You have to diversify your investments up to maximum of 10 stocks. Under and over diversification are both harmful as under diversification will results into Concentrating investments in a single stock or industry increases the risk exposure to specific events or factors that can impact the performance of that investment. Diversification across different sectors and asset classes can help mitigate risks.

Over diversification will never give you the required returns as on a given period of time few stocks will rise and few will fall which will leads to balancing of your profit and loss and you will never get the required returns.

 

5.       Insider trading and market manipulation:

In stock market there are so many Illegal activities, such as insider trading or market manipulation, can disadvantage individual investors.
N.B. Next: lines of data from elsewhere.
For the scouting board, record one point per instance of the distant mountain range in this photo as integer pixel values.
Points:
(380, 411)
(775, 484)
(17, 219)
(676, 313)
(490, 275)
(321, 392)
These activities involve the use of non-public information or deceptive practices to gain an unfair advantage over other market participants. In this case, promoters of company do the insider trading i.e. buy or stocks according to the company upcoming events, which will leads to losses to the individual investors.

Promoters even some times manipulate their financial records for increasing the price of stock and when price increased to a certain level; they will sell their holding resulting into downfall of that particular stock. This will leads to fall in investor’s confidence level and people try to get away from these frauds.

 

 

6.       Transaction costs:

Frequent trading can result in significant transaction costs, such as brokerage fees and taxes. These costs can eat into investment returns, especially for short-term traders.

 

 

These are the above-mentioned handicaps in investments in stock market, which are leading the people not to invest in the stock market.